Le vote en Iran à un double scrutin pour ou contre la poursuite de la politique d’ouverture du président modéré Hassan Rouhani, a été prolongé vendredi de deux heures.

Cette prolongation vaut pour tout le pays à la suite des demandes des responsables locaux chargés d’organiser ces élections destinées à renouveler le Parlement et l’Assemblée des experts, chargée de nommer le guide suprême, selon le ministère de l’Intérieur.

A Téhéran, de longues files d’attente étaient encore en place à l’heure de fermeture initiale, 18 heures locale, selon des journalistes de l’AFP.

Les procédures de vote sont longues, en particulier à Téhéran, puisqu’il faut que chaque électeur écrive jusqu’à 46 noms parmi les candidats choisis, avant de placer son bulletin dans l’urne.

Quelque 55 millions d’Iraniens sont appelés à élire les 290 membres du Parlement et les 88 sièges de l’Assemblée des experts, deux instances dominées par les conservateurs.

Il y a quatre ans, le taux de participation avait été de 64,2 % dans le pays, seulement de 48 % à Téhéran.

Le guide suprême, Ali Khamenei, a été l’un des premiers à voter dans la capitale.

« Tout le monde doit voter, tous ceux qui aiment l’Iran, la République islamique, la grandeur et la gloire de l’Iran », a-t-il estimé après son vote.
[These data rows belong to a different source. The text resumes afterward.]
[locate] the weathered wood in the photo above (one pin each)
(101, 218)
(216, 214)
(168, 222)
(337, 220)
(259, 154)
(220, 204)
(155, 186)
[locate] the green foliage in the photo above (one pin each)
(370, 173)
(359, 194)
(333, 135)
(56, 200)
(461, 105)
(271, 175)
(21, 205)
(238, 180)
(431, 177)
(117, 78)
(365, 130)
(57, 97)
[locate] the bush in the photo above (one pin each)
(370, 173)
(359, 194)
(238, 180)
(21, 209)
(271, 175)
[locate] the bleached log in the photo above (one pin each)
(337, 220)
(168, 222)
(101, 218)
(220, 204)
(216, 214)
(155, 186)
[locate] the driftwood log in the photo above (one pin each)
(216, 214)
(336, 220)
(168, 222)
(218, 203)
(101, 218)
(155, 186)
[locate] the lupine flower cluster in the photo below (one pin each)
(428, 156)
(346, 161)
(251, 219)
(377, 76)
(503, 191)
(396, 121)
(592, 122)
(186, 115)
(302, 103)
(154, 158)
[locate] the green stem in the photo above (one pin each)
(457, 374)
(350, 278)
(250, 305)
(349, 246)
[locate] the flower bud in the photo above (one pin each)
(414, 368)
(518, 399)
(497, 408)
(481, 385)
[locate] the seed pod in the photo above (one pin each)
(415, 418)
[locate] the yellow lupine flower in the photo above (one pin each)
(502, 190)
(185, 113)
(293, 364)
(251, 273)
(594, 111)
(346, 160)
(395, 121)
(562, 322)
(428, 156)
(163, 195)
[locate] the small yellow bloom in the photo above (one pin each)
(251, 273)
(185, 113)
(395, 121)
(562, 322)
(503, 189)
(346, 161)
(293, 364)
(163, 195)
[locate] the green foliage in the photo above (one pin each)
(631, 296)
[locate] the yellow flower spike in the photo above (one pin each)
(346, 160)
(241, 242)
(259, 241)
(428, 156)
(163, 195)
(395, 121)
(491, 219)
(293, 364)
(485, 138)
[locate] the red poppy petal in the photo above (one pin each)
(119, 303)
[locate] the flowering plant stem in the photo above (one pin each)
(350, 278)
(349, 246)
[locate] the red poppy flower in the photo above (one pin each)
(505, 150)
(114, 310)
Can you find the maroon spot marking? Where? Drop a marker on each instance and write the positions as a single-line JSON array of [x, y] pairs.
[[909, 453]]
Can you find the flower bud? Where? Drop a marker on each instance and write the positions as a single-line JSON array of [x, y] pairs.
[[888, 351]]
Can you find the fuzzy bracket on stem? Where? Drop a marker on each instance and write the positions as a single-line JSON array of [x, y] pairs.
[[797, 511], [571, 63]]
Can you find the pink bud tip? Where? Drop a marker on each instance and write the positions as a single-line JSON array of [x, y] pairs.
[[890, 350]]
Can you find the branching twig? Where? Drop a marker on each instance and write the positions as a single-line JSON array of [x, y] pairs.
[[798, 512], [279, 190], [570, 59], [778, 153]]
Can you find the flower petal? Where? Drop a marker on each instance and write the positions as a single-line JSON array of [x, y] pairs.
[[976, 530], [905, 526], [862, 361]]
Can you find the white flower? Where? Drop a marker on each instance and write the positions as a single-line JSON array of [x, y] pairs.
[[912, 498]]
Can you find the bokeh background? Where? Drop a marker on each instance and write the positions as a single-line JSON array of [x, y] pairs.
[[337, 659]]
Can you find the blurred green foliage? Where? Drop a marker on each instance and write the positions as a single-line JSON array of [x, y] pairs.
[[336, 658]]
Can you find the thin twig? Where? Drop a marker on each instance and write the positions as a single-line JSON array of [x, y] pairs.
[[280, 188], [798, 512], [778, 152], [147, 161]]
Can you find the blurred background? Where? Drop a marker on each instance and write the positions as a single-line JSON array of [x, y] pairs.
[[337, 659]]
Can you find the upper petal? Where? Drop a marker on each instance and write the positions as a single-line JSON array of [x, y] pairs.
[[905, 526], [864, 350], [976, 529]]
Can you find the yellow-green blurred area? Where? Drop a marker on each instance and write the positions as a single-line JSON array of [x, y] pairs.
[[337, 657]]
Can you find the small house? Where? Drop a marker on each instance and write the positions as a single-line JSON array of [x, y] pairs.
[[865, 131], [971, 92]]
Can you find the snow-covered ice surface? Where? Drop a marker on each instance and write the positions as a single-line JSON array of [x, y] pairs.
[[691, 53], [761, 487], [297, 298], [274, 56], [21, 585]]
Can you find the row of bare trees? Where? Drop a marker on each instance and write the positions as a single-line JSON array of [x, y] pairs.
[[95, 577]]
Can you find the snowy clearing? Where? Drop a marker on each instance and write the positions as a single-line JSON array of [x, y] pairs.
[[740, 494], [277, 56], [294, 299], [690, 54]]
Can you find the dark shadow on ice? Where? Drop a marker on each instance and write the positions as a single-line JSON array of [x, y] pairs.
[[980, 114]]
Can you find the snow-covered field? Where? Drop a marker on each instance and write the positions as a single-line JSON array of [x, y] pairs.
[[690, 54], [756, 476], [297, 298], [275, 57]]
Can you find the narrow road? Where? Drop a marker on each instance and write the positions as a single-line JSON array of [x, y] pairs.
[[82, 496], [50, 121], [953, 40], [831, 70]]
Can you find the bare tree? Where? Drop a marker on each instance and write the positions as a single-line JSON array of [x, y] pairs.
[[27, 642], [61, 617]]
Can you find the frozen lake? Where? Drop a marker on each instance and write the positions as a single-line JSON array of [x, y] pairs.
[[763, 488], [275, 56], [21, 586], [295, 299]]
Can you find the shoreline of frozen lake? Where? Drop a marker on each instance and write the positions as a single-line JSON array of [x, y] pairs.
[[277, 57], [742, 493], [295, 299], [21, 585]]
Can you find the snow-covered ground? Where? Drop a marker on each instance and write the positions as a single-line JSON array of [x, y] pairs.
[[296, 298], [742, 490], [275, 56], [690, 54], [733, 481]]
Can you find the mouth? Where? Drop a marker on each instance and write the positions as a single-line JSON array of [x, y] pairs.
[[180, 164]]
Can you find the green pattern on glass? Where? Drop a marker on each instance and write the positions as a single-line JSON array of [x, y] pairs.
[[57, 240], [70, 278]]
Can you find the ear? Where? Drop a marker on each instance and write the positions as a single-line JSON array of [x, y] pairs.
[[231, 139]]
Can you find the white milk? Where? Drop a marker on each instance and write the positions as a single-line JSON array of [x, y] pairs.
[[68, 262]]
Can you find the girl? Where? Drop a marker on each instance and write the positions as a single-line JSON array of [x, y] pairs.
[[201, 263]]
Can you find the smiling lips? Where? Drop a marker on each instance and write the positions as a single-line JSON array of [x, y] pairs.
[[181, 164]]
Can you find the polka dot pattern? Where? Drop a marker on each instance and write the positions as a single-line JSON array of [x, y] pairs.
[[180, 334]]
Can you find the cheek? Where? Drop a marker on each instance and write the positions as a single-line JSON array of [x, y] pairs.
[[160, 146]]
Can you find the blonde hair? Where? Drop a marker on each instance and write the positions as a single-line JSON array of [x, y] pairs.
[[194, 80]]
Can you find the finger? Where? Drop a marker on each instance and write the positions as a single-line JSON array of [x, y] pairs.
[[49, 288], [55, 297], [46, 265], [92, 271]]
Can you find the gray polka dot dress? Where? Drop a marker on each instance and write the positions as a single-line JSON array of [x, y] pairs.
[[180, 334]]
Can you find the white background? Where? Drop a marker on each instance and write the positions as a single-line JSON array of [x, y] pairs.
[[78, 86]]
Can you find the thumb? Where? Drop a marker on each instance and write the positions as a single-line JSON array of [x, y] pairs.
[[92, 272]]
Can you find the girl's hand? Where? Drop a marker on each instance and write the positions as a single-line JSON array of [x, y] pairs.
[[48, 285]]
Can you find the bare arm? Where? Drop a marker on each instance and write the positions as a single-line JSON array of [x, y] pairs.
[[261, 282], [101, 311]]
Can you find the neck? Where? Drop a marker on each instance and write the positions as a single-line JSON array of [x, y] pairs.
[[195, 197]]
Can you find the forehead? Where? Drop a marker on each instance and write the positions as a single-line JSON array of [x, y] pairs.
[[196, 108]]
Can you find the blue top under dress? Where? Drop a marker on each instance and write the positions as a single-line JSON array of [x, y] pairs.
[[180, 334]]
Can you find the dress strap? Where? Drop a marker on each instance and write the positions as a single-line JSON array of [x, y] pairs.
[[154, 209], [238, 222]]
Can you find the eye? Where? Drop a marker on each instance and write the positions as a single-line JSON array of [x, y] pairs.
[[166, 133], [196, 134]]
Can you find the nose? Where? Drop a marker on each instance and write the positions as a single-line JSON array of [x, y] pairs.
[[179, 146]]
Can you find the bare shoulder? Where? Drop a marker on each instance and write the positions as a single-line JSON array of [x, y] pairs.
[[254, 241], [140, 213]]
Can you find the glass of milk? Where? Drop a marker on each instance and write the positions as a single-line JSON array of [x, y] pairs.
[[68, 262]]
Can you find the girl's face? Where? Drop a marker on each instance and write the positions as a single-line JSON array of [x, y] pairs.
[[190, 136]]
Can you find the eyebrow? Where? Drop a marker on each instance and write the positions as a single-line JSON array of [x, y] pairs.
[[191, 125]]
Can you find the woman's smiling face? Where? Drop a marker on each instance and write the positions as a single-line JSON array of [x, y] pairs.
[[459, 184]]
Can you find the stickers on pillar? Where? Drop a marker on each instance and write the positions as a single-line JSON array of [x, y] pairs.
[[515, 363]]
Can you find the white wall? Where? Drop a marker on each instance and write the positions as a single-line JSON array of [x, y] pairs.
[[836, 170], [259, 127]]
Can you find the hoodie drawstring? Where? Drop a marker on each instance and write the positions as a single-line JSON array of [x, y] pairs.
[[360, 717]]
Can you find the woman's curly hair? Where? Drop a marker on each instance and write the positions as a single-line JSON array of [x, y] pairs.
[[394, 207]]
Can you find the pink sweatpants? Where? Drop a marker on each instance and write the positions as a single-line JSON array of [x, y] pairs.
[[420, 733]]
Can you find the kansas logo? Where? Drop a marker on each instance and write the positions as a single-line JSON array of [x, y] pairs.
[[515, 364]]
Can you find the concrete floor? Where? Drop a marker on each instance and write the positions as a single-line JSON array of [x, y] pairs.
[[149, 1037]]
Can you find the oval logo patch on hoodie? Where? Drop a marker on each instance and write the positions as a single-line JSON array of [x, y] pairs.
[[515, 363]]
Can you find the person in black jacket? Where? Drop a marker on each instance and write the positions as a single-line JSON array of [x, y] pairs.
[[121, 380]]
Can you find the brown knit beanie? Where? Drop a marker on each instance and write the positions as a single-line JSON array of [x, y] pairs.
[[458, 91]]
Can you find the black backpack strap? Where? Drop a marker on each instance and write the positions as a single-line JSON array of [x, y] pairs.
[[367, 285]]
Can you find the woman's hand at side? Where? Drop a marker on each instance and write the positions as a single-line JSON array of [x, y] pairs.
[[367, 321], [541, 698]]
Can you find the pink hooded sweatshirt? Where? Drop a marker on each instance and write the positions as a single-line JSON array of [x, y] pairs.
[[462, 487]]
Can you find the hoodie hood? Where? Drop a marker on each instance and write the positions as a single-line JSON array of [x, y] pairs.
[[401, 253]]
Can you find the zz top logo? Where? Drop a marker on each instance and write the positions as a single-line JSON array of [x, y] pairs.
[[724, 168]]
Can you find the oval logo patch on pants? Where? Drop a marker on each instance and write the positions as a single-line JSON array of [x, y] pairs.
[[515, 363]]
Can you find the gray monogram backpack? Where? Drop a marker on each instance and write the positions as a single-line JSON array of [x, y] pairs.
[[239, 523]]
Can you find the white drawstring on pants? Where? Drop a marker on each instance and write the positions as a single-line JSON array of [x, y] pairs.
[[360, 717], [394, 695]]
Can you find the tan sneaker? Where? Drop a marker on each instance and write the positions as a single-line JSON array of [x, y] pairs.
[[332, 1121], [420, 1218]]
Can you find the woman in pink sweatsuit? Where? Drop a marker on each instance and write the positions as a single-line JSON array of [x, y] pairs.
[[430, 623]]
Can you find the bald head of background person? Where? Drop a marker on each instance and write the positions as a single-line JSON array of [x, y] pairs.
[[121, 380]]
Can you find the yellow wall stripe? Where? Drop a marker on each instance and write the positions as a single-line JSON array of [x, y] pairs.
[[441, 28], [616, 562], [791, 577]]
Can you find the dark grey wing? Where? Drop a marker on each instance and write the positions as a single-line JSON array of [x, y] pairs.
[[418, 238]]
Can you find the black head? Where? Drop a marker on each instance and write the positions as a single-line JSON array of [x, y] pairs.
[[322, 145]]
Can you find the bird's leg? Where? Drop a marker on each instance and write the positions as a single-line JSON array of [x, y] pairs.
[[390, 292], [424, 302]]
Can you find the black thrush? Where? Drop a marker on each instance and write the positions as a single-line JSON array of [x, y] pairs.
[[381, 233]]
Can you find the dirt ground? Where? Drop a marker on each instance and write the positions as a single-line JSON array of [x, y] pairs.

« Nous avons des ennemis » qu’il faut « décevoir » par le vote, a-t-il ajouté sans les nommer, mais il exprime régulièrement sa méfiance à l’égard des puissances occidentales, en premier les Etats-Unis, accusés de chercher « à s’infiltrer » en Iran.

‘Dignité’

En votant au ministère de l’Intérieur, le président Hassan Rouhani a lui déclaré que les institutions qui sont responsables des élections allaient garantir qu’elles soient « transparentes ».

Ces élections sont les premières depuis la conclusion en juillet d’un accord entre les grandes puissances et Téhéran sur le programme nucléaire iranien, qui doit permettre à l’Iran de sortir de son isolement et de relancer une économie affaiblie par près de dix ans de sanctions internationales.

En votant à Téhéran, le chef de la diplomatie, Mohammad Javad Zarif, a estimé qu’après cet accord, les grands pays occidentaux « ont désormais compris qu’il convenait de parler au peuple iranien avec dignité ».

La plupart des sanctions ont été levées mi-janvier au moment de l’entrée en vigueur de l’accord nucléaire.

Les réformateurs avaient en partie boycotté le scrutin de 2012 pour protester contre la réélection qu’ils jugeaient frauduleuse du président conservateur Mahmoud Ahmadinejad en 2009.

Les deux leaders de l’époque, Mir Hossein Moussavi et Mehdi Karoubi, assignés à résidence à Téhéran depuis 2011, ont pu voter chez eux, selon les réseaux sociaux. Le vote de M. Karoubi a été officiellement confirmé.

Les réformateurs sont cette année au rendez-vous même si nombre de leurs responsables ont été écartés de la course par le puissant Conseil des gardiens de la Constitution (conservateur) qui a la haute main sur les élections.

‘Le système pour toujours’

Pour augmenter leurs chances, ils ont fait alliance avec les modérés -dont certains peuvent être conservateurs- en présentant une liste commune baptisée « Espoir ».

Le chef de file de cette liste à Téhéran, Mohammad Reza Aref, a dit espérer en votant que « l’épopée de 2013 (l’élection de Rohani) se répétera ».

Face aux réformateurs, une grande coalition des conservateurs qui, en adéquation avec la ligne du guide suprême, s’inquiètent d’un risque d’ « infiltration » étrangère.

Esmat Savadi, électrice de 54 ans, ne cache pas ses sympathies pour cette coalition et dit voter pour montrer « au pays et à l’étranger que nous soutenons le système pour toujours ».

Les anciens présidents Mohammad Khatami (réformateur) et Akbar Hachemi Rafsandjani (modéré) ont appelé à voter massivement pour les candidats pro-Rouhani et ainsi barrer la route « à l’extrémisme ».

A l’Assemblée des experts, les réformateurs espèrent que ses figures les plus conservatrices seront battues, ce qui serait une victoire majeure pour eux.

Car cette Assemblée, élue pour huit ans, pourrait être amenée à désigner le successeur de l’ayatollah Khamenei, âgé de 76 ans.

Des premiers résultats partiels sont attendus dans les 24 heures suivant la fermeture des bureaux.